L’insécurité s’aggrave, notamment dans les quartiers défavorisés de Port-au-Prince et les grandes villes de provinces, de telle façon que la capitale haïtienne est désormais confrontée à de nouveaux défis: le groupe G-9 et alliés qui contrôle désormais de nombreux quartiers populeux. Les massacres continuent à Cité-Soleil où les affrontements sont répétés entre gangs rivaux pour le contrôle de ce vaste bidonville. La police, le système judiciaire haïtien sont décriés par la population, souvent victime, sous les yeux passifs des forces de l’ordre.
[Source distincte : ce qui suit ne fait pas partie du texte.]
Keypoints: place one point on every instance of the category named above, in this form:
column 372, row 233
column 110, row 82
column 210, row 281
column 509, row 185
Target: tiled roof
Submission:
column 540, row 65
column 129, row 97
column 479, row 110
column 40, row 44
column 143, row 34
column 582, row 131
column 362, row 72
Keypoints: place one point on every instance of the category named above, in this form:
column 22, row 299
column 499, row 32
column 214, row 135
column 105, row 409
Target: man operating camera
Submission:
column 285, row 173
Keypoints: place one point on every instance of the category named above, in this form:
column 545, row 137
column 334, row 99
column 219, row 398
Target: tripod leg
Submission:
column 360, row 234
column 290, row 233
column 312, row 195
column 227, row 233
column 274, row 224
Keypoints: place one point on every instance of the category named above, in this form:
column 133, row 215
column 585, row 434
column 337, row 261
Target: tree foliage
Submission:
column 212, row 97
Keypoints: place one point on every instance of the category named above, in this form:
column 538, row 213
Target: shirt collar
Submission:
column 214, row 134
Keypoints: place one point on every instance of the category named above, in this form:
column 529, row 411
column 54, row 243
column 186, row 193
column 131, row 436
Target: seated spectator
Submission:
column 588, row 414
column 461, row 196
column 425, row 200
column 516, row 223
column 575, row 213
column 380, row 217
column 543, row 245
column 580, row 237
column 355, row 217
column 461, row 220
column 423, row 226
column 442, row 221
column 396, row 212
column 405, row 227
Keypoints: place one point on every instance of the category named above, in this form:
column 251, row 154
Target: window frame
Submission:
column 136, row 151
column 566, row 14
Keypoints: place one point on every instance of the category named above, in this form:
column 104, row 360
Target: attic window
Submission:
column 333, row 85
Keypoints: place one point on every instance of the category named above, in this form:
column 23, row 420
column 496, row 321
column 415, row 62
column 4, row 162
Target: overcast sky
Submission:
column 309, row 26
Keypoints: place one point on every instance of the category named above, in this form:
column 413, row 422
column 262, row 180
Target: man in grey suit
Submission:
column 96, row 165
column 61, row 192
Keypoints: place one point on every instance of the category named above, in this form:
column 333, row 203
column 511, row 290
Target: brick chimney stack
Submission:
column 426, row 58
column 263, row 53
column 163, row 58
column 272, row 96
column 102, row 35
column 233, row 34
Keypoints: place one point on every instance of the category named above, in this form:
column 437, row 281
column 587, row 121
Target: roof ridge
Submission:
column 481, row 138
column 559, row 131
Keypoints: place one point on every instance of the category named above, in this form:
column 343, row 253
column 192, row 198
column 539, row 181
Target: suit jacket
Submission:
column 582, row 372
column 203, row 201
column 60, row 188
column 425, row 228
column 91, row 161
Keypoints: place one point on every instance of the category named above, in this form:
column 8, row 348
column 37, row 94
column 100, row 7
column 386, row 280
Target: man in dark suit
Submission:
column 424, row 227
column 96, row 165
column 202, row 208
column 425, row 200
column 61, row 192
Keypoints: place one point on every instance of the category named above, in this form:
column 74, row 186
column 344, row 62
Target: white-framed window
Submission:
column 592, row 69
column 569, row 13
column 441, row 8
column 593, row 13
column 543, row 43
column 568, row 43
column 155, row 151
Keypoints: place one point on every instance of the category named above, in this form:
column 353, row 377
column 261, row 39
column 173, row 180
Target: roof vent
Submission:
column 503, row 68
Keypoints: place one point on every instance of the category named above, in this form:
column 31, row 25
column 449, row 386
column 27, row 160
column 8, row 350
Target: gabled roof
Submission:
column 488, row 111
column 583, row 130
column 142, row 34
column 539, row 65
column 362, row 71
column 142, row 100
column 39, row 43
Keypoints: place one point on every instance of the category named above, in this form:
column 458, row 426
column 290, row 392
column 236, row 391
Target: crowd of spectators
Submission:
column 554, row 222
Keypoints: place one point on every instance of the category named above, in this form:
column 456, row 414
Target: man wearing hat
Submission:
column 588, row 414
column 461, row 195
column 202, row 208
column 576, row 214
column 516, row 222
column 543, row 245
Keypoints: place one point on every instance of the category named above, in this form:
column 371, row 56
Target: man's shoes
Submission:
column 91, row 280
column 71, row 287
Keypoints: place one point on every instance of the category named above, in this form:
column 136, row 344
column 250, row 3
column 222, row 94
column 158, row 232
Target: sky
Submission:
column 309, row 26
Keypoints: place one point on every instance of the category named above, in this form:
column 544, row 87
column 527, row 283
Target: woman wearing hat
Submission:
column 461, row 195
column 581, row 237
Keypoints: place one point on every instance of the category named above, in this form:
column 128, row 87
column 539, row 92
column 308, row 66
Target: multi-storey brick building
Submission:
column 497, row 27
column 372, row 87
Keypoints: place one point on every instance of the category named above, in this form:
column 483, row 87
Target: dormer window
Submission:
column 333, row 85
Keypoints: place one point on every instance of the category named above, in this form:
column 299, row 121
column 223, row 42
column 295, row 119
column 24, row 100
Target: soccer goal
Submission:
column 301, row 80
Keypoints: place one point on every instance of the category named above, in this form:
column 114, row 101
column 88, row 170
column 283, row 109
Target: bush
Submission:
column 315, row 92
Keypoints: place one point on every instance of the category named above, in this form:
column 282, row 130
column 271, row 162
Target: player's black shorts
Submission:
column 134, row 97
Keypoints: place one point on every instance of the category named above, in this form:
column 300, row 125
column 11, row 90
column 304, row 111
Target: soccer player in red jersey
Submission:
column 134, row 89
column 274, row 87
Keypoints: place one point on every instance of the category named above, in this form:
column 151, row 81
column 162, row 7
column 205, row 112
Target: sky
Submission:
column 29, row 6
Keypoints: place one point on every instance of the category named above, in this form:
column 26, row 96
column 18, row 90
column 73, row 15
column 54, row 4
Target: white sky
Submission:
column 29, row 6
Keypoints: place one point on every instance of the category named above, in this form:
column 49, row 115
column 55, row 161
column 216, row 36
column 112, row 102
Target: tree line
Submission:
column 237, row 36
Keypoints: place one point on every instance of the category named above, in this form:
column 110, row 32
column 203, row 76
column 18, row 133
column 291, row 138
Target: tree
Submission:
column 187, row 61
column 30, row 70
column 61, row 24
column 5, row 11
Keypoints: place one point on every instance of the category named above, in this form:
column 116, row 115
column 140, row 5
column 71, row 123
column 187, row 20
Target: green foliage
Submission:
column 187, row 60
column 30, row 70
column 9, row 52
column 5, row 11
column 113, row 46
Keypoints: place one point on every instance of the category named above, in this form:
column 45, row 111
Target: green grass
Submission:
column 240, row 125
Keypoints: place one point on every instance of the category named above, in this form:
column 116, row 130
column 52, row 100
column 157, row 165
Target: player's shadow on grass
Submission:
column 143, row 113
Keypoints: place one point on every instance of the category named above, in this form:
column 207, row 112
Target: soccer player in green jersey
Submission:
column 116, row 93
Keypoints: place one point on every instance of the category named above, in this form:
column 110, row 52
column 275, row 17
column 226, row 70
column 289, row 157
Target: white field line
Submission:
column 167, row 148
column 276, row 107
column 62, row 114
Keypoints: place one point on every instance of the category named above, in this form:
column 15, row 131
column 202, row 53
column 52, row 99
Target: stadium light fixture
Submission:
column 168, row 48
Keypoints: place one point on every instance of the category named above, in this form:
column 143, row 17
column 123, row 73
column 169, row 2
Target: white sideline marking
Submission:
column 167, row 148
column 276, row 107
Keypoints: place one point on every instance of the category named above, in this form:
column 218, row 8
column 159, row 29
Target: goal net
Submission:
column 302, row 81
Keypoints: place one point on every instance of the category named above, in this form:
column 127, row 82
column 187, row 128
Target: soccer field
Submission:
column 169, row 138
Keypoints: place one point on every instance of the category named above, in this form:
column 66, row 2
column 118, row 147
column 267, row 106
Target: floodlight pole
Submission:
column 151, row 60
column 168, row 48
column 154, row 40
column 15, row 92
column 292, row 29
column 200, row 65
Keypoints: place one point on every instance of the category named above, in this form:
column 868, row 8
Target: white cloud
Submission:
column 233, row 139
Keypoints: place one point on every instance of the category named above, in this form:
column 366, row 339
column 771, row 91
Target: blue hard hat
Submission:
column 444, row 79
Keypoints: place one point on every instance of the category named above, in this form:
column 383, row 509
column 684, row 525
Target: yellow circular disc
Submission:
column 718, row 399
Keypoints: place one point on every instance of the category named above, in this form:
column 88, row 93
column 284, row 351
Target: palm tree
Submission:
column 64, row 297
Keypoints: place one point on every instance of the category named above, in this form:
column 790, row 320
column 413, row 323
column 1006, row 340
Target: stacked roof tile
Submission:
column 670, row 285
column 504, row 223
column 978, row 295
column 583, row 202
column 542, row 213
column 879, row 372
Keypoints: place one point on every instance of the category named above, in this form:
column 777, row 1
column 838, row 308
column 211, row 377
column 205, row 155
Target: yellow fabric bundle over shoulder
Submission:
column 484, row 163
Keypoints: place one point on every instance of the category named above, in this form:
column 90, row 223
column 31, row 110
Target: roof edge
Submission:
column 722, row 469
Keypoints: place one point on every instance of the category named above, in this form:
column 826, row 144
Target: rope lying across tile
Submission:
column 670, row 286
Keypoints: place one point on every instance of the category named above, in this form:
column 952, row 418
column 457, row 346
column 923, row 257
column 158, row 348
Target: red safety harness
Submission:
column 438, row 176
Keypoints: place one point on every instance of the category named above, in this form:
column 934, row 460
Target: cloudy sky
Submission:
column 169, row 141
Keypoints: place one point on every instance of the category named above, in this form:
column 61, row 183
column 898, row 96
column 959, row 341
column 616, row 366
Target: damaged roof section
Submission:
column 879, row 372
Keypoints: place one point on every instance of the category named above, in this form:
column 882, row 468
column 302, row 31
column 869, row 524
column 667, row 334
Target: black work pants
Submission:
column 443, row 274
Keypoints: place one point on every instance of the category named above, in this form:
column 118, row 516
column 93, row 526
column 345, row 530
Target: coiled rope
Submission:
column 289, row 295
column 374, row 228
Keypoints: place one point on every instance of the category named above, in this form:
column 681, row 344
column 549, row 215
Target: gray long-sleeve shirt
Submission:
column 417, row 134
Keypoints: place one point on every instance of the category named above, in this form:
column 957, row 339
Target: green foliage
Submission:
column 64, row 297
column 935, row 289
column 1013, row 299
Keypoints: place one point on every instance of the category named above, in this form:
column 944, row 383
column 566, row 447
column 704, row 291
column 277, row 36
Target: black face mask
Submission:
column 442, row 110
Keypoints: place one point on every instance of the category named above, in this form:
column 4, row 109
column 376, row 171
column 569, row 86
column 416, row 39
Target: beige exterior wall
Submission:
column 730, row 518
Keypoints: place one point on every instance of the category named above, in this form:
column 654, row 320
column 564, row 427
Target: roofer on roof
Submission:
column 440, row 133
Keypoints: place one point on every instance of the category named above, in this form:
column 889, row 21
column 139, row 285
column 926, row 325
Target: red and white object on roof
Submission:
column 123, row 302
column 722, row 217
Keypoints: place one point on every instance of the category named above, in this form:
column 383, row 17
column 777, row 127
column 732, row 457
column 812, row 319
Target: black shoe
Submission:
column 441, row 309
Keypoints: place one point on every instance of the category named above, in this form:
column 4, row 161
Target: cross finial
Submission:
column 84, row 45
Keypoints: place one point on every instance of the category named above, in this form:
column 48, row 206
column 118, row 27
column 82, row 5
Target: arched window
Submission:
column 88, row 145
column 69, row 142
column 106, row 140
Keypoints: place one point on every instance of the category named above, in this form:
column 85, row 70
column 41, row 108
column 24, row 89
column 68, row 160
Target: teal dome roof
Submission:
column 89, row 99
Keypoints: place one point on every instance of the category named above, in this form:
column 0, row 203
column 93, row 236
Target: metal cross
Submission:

En effet, à la suite de la fouille d’un conteneur au Port Lafiteau, des agents de la Brigade de Lutte contre le Trafic de Stupéfiants (BLTS), avec le support des douaniers, ont découvert une importante quantité de munitions de contrebande. Lors de cette opération, deux personnes ont été interpellées : Lory Jackson et Pierre Guy. Dans le cadre de l’enquête, deux autres suspects ont été également arrêtés, le samedi 18 juillet: Pierre Yolène, à Carrefour, et Calixte Wilkens, à Delmas 33. Les quatre individus sont en garde à vue à la Direction Centrale de la Police Judiciaire (DCPJ).

Jean Rebel Dorcénat, l’un des membres de la Commission Nationale de Désarmement, Démantèlement et Réinsertion (CNDDR), avait déclaré que «le commerce juteux des munitions dans le pays est géré par 11 personnes». «Des cartouches pénètrent le territoire haïtien en quantité, sans aucun contrôle réel», avait-il expliqué. «C’est un marché qui rapporte», insistait Jean Rebel Dorcénat, et il est tenu par 11 personnalités. Parmi elles, se trouvent des individus «du secteur privé, mais aussi des leaders politiques et des proches du pouvoir». Sans les nommer, le membre de la Commission Nationale de Désarmement soulignait que ces personnes «travaillent en connivence» avec des bandes armées en leur fournissant les munitions.

Le dimanche 19 juillet 2020, l’ancien chef de gang de Fort-Dimanche, Lolo, ainsi connu, a été abattu puis brulé par des gangs rivaux à Chancerelles, Pont-Rouge.

Le 6 mai 2020, Ernso, chef de gang à Fort-Dimanche, avait trouvé la mort, au moment d’aller rencontrer son allié, Jean Monel Félix alias Micanor, au Warf Jérémie. Depuis, un torchon brûle entre Micanor et Lolo, chacun se jetant la responsabilité de l’assassinat de Ernso. Après l’occupation des quartiers Pont-Rouge et Fort-Dimanche par les groupes armés du G-9, Lolo avait vidé les lieux. De retour le dimanche 19 juillet, il a été fusillé et son cadavre détruit par le feu.

En outre, le vendredi 17 juillet, à Delmas 32, des individus armés, non identifiés, ont ouvert le feu sur deux agents de police, tuant l’un des deux policiers et blessant grièvement le second.

Par ailleurs, à la suite de l’ordonnance rendue en date du 13 juillet 2020 par la juge d’instruction, Annie Fignolé, renvoyant Arnel Bélizaire devant le tribunal correctionnel, Narcisse Solage, substitut Commissaire du Gouvernement, a porté cette ordonnance en appel, le mercredi 15 juillet, bien que le Commissaire du Gouvernement de Port-au-Prince, Jacques Lafontant, eut déclaré, en tant qu’instance de poursuite, ne pas vouloir interjeter appel de la décision de la juge d’instruction.